ChatGPT and Claude can now be used to place trades. Liquid launched Co-Invest, which lets users research markets and place trades without leaving the chat. It supports more than 500 markets, including crypto, stocks, foreign exchange, prediction markets, and pre-IPO shares. Liquid handles the accounts and execution in the background, while ChatGPT and Claude become trading terminals. That puts the buy button inside the same chat where people ask what to buy, which sounds perfect for retail investors with impulse control issues. Liquid calls this “intelligence-augmented capital allocation,” because “gambling with a chatbot” tested poorly. Retail traders used to need Robinhood to lose money this fast. (Finance Magnates)

Who needs robots when you can get paid to do your own chores? Robotics companies need first person videos of people washing dishes, tying shoes, mixing drinks, and folding laundry. So why not cash in? Apps like Kled, Luel, Waffle Video, and DoorDash Tasks are turning chores into cold hard cash, with some missions paying up to $25 per hour. People strap phones to their heads, record the chores they were already stuck doing, and hope the footage gets approved. Sure, you might be training robots to replace you one day, but the laundry isn’t going to fold itself. Who’s the robot now? (Wired)

fun stats

🙄 99%. CEOs who are prepping to lay off workers and replace them with AI within 2 years.

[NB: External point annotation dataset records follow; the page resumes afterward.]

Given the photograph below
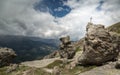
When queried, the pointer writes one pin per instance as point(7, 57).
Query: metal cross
point(90, 19)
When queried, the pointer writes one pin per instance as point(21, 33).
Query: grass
point(55, 63)
point(78, 49)
point(77, 70)
point(22, 69)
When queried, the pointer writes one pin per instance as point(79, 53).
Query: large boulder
point(66, 48)
point(99, 46)
point(6, 56)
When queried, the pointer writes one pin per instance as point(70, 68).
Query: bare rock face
point(66, 48)
point(6, 56)
point(52, 55)
point(99, 46)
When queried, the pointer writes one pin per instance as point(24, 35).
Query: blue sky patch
point(55, 7)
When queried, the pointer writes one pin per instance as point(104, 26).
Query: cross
point(90, 19)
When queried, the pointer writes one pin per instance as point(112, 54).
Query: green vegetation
point(76, 70)
point(21, 69)
point(115, 28)
point(78, 49)
point(55, 63)
point(65, 71)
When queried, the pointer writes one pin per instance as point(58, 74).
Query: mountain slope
point(28, 48)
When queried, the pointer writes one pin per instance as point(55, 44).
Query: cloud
point(18, 17)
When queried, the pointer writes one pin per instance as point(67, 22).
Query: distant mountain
point(28, 48)
point(115, 28)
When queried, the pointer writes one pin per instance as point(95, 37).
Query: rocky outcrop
point(66, 48)
point(6, 56)
point(99, 46)
point(52, 55)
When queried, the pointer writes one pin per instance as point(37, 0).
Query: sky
point(55, 18)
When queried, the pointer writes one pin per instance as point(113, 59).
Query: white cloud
point(19, 17)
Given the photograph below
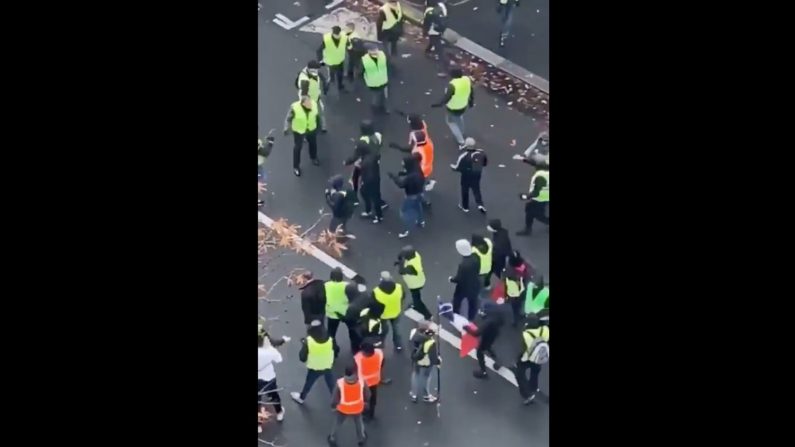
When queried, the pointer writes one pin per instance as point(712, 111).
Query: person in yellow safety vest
point(336, 304)
point(458, 97)
point(376, 77)
point(317, 351)
point(312, 81)
point(482, 247)
point(302, 121)
point(389, 25)
point(410, 266)
point(332, 53)
point(425, 358)
point(537, 198)
point(535, 353)
point(390, 294)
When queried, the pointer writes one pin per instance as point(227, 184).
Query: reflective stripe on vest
point(531, 334)
point(320, 356)
point(334, 54)
point(390, 301)
point(336, 300)
point(418, 280)
point(314, 85)
point(370, 367)
point(485, 258)
point(351, 397)
point(426, 347)
point(389, 13)
point(543, 196)
point(375, 73)
point(463, 88)
point(304, 121)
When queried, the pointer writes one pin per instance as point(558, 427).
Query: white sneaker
point(297, 397)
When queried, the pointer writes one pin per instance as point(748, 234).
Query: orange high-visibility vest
point(370, 367)
point(424, 146)
point(351, 397)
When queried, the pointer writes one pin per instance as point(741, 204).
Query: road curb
point(414, 15)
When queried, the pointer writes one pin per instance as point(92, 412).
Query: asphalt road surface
point(473, 412)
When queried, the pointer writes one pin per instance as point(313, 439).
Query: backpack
point(538, 351)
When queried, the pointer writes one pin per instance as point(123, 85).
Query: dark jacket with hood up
point(313, 300)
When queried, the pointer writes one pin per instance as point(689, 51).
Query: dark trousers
point(312, 376)
point(273, 396)
point(337, 72)
point(298, 144)
point(534, 211)
point(470, 181)
point(472, 306)
point(371, 194)
point(418, 305)
point(527, 387)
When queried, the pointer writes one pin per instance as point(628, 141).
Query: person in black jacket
point(313, 299)
point(501, 250)
point(470, 164)
point(488, 329)
point(370, 165)
point(467, 280)
point(413, 184)
point(340, 200)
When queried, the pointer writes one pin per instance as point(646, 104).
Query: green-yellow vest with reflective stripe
point(389, 13)
point(414, 281)
point(543, 196)
point(535, 304)
point(314, 85)
point(336, 300)
point(334, 54)
point(463, 88)
point(390, 301)
point(375, 74)
point(304, 121)
point(426, 347)
point(485, 258)
point(319, 356)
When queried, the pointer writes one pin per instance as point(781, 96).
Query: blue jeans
point(506, 17)
point(411, 211)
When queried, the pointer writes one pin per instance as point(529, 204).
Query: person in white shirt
point(267, 356)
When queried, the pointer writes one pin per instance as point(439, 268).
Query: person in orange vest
point(369, 362)
point(349, 399)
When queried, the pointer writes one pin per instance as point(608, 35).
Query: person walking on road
point(488, 329)
point(502, 248)
point(467, 280)
point(433, 26)
point(413, 185)
point(332, 53)
point(458, 98)
point(336, 304)
point(535, 353)
point(389, 26)
point(349, 400)
point(470, 164)
point(302, 120)
point(410, 266)
point(369, 362)
point(390, 294)
point(341, 201)
point(317, 351)
point(313, 298)
point(505, 10)
point(312, 82)
point(376, 78)
point(425, 358)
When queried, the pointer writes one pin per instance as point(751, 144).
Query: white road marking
point(446, 335)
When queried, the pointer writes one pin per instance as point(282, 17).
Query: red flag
point(468, 342)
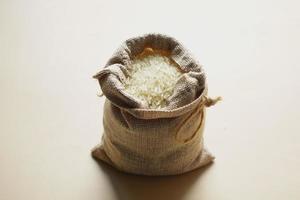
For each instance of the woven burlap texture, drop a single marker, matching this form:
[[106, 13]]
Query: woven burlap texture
[[146, 141]]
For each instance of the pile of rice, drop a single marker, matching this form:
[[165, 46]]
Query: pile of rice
[[152, 79]]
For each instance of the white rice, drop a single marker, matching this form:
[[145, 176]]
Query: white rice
[[152, 80]]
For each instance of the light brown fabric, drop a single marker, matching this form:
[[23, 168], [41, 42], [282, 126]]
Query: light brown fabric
[[146, 141]]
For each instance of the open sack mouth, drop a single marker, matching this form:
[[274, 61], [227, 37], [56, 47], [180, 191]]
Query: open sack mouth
[[154, 113], [153, 71]]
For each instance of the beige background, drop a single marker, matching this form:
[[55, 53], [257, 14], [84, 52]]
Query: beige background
[[51, 117]]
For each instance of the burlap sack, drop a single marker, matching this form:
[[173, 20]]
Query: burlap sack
[[153, 141]]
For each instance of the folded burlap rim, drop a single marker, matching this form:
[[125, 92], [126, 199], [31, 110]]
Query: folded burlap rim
[[189, 92]]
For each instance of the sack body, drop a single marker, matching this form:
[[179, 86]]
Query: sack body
[[146, 141]]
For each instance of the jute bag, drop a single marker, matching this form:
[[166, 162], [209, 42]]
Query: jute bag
[[146, 141]]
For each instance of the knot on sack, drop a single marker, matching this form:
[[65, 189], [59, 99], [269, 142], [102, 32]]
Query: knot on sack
[[211, 101]]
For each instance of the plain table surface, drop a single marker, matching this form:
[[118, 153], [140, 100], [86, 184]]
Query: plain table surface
[[51, 116]]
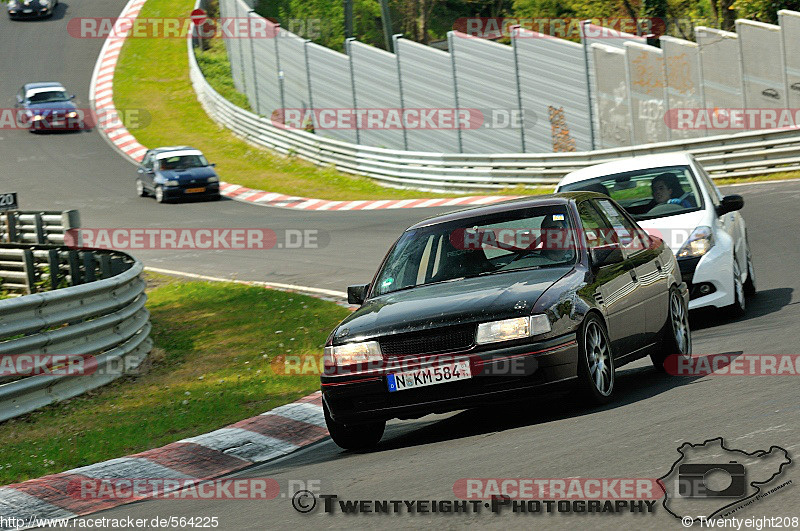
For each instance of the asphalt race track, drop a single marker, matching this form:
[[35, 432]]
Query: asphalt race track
[[634, 437], [81, 171]]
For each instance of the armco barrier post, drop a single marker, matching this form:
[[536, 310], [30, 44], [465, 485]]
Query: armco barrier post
[[74, 268], [257, 107], [53, 265]]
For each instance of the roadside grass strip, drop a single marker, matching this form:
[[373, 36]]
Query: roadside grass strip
[[216, 345], [153, 75]]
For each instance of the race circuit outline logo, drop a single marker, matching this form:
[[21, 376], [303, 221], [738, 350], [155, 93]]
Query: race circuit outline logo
[[690, 490]]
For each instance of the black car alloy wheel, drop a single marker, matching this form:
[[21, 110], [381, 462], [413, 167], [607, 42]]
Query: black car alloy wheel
[[356, 437], [596, 364]]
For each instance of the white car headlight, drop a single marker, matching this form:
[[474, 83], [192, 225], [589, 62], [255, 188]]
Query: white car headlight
[[352, 353], [699, 243], [515, 328]]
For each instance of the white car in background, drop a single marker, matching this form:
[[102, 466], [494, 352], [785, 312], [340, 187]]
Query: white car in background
[[672, 196]]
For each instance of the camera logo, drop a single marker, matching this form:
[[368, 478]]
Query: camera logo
[[710, 480], [707, 480]]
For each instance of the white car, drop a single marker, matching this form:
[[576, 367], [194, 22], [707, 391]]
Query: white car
[[672, 196]]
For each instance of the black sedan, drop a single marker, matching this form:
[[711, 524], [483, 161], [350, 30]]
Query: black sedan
[[31, 8], [489, 303]]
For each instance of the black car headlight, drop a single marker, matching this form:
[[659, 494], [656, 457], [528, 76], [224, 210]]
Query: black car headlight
[[352, 354], [510, 329]]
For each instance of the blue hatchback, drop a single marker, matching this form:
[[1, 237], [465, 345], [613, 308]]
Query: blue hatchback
[[180, 172]]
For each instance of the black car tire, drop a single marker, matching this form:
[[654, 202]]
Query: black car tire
[[676, 336], [159, 193], [356, 437], [739, 306], [595, 354]]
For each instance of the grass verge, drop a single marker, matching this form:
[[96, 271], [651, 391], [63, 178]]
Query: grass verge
[[781, 176], [153, 74], [212, 366]]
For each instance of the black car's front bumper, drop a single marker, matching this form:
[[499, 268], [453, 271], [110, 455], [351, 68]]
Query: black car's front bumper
[[181, 192], [498, 374], [20, 13]]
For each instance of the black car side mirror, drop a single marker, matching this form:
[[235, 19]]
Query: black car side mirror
[[730, 203], [356, 294], [606, 255]]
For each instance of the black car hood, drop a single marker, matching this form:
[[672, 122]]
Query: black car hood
[[52, 106], [188, 174], [477, 299]]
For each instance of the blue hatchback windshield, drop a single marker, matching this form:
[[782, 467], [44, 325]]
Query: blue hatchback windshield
[[49, 96], [527, 238]]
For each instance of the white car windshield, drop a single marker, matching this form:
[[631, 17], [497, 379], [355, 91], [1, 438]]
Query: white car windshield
[[530, 238], [649, 193], [183, 162]]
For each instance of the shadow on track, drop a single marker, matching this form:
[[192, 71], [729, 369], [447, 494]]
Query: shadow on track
[[633, 385]]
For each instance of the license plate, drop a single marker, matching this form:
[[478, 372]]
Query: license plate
[[449, 372]]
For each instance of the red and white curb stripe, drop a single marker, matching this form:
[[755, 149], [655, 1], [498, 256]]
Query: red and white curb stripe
[[260, 197], [101, 93], [267, 436]]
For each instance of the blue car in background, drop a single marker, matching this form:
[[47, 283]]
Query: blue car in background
[[48, 107], [180, 172]]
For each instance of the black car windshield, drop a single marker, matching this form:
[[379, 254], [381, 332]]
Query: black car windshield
[[534, 237], [183, 162], [49, 96], [650, 193]]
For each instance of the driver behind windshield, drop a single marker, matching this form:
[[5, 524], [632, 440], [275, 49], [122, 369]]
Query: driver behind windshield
[[667, 189], [556, 238]]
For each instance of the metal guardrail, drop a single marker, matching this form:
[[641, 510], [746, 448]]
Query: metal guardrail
[[733, 155], [21, 226], [103, 319], [32, 268]]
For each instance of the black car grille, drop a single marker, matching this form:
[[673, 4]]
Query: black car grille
[[447, 339]]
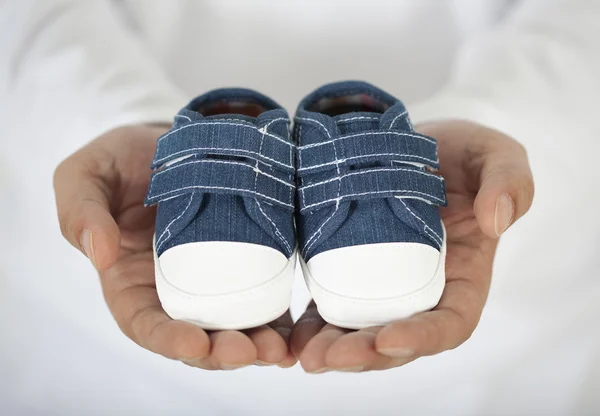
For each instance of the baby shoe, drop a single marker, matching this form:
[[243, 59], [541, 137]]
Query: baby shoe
[[370, 236], [224, 246]]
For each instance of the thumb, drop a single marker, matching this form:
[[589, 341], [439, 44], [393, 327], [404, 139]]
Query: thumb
[[506, 186], [83, 206]]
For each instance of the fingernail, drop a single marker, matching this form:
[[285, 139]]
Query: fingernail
[[87, 245], [320, 370], [505, 211], [397, 352], [229, 367], [356, 369]]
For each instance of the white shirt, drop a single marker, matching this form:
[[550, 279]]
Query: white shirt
[[71, 69]]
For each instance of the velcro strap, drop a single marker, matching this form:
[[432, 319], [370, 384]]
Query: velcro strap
[[368, 146], [221, 176], [374, 183], [225, 138]]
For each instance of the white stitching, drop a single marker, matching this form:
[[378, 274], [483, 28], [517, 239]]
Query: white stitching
[[435, 235], [224, 188], [376, 133], [223, 162], [226, 150], [345, 120], [364, 172], [167, 230], [396, 118], [277, 232], [204, 123], [362, 156], [369, 193], [312, 240], [314, 121]]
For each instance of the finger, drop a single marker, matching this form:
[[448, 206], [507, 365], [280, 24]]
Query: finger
[[446, 327], [231, 350], [309, 325], [271, 348], [132, 298], [506, 186], [313, 356], [283, 325], [354, 351], [83, 204]]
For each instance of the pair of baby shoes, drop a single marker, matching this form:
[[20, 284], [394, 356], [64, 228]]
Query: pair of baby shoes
[[350, 191]]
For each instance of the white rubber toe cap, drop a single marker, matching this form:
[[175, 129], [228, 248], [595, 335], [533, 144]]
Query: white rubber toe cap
[[224, 285], [374, 284], [220, 268]]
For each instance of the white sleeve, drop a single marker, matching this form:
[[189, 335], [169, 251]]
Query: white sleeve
[[77, 59], [535, 76]]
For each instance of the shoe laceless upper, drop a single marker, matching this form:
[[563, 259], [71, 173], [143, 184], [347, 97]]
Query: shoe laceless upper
[[221, 176], [364, 175]]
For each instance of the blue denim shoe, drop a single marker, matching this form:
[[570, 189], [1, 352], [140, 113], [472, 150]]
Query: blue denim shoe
[[371, 239], [224, 186]]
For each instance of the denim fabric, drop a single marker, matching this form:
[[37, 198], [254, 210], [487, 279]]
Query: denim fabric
[[364, 175], [225, 176]]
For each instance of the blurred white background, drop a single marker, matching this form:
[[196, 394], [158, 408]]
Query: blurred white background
[[537, 349]]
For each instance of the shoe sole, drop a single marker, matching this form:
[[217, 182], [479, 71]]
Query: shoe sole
[[358, 313], [244, 309]]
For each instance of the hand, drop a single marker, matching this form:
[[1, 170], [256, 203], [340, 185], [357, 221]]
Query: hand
[[489, 186], [99, 195]]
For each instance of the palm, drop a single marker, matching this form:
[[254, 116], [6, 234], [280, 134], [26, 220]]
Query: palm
[[463, 148], [129, 286]]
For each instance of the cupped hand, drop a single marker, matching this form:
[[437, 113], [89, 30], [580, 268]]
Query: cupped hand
[[100, 191], [489, 186]]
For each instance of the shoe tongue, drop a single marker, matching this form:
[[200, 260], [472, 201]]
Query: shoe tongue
[[357, 122]]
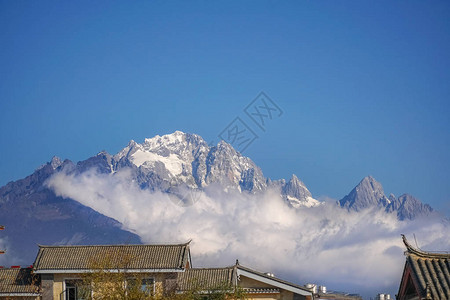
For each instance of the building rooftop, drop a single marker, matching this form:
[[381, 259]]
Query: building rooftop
[[133, 258], [18, 281], [429, 272]]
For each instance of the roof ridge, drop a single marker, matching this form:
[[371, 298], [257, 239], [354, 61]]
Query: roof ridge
[[114, 245], [217, 268], [425, 254]]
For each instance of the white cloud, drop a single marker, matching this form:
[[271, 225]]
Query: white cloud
[[357, 252]]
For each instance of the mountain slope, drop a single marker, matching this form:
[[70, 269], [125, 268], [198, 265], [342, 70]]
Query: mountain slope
[[32, 214]]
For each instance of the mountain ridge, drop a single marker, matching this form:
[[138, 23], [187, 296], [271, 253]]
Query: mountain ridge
[[162, 163]]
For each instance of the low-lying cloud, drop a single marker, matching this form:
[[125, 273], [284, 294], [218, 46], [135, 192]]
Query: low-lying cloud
[[356, 252]]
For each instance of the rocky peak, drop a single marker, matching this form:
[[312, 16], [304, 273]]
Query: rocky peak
[[368, 193], [411, 208], [56, 162], [295, 188]]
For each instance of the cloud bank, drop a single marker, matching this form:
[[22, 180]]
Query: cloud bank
[[355, 252]]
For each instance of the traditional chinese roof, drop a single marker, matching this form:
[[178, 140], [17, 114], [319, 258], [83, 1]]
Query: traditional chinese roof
[[241, 270], [213, 278], [132, 258], [205, 279], [18, 282], [426, 274]]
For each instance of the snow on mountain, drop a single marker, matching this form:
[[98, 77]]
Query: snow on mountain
[[369, 193], [171, 160]]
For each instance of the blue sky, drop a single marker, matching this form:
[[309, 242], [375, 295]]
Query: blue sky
[[364, 86]]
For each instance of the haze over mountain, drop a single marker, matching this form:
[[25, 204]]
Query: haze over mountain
[[175, 187]]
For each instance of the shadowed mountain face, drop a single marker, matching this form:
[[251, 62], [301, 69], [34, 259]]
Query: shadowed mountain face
[[369, 193], [32, 214]]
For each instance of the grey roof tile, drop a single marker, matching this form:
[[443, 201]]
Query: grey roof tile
[[429, 269], [131, 257], [18, 281]]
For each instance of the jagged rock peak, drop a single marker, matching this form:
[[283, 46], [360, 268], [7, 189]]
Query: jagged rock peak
[[368, 193], [56, 162], [411, 208]]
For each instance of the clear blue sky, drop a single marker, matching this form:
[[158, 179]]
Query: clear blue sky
[[364, 85]]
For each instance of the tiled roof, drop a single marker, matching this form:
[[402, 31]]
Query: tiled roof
[[18, 281], [129, 257], [204, 279], [273, 278], [430, 272], [210, 278], [261, 291]]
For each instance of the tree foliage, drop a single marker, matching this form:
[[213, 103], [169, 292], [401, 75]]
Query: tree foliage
[[110, 279]]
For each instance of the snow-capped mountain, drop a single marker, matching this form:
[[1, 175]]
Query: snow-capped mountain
[[369, 193], [33, 213], [185, 160]]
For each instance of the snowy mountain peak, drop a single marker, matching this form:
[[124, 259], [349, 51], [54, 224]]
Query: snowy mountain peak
[[56, 162], [297, 194], [368, 193]]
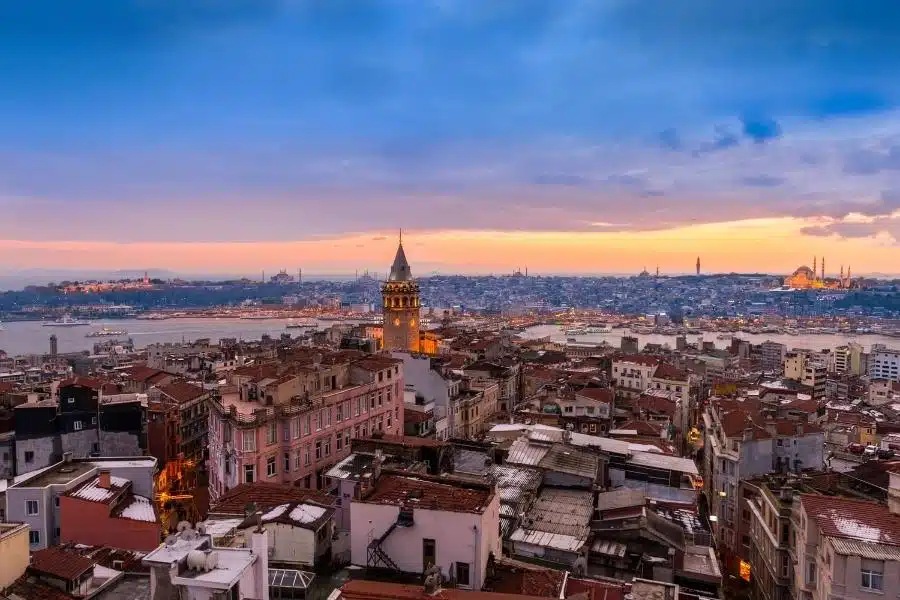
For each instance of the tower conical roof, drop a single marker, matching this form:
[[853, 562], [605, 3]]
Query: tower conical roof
[[400, 270]]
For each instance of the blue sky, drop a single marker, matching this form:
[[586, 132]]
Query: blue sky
[[184, 120]]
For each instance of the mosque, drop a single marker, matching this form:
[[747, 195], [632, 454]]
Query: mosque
[[805, 278]]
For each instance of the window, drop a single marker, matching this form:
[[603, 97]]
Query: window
[[429, 552], [872, 580], [462, 574]]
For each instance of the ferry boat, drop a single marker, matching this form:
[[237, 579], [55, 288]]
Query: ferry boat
[[598, 329], [152, 317], [66, 321], [107, 332]]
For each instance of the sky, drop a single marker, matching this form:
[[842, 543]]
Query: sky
[[570, 136]]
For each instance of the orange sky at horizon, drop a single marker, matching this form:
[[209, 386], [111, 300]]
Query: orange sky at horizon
[[766, 245]]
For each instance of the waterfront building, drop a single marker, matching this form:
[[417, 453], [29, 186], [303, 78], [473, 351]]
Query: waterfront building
[[884, 363]]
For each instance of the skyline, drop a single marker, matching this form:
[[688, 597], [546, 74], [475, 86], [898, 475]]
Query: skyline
[[251, 134]]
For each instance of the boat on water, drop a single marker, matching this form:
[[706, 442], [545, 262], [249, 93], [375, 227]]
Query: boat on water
[[107, 332], [152, 317], [598, 329], [66, 321]]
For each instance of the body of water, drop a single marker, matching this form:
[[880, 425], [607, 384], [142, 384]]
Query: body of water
[[29, 337], [812, 342]]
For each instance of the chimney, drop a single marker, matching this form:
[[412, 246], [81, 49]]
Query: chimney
[[259, 543]]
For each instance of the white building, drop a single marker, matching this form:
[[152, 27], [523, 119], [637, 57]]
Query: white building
[[409, 523], [884, 363], [189, 567], [632, 374]]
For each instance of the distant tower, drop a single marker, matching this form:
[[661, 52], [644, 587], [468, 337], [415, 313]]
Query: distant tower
[[400, 295]]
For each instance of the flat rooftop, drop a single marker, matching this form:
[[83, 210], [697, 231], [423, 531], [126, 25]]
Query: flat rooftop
[[62, 473], [421, 493]]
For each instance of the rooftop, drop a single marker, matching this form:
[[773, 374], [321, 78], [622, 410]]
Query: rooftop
[[63, 473], [60, 563], [853, 519], [265, 496], [425, 493], [359, 589]]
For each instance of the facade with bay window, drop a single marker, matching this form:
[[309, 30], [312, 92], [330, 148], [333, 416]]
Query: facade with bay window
[[298, 439]]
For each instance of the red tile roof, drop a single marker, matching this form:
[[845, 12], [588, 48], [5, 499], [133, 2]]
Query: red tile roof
[[265, 495], [60, 563], [600, 394], [29, 587], [182, 391], [428, 494], [361, 589], [640, 359], [594, 590], [670, 373], [852, 519], [141, 373]]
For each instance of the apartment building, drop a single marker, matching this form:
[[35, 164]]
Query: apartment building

💰 35%. How much more revenue Anthropic may be generating vs OpenAI. Anthropic is on pace for about $45 billion a year, compared with OpenAI’s estimated $33 billion. If that holds, Anthropic could pass Netflix, SAP, and Salesforce within a year.

🚀 1 terrawatt. Extra AI compute Elon Musk says the world will soon need every year. Today’s data centers use about 40 gigawatts. SpaceX thinks space solar could generate 5x more power than Earth based projects.

🌪️ 56%. Share of the 670 planned US data center projects being built in areas highly exposed to severe weather and natural disasters. Great timing.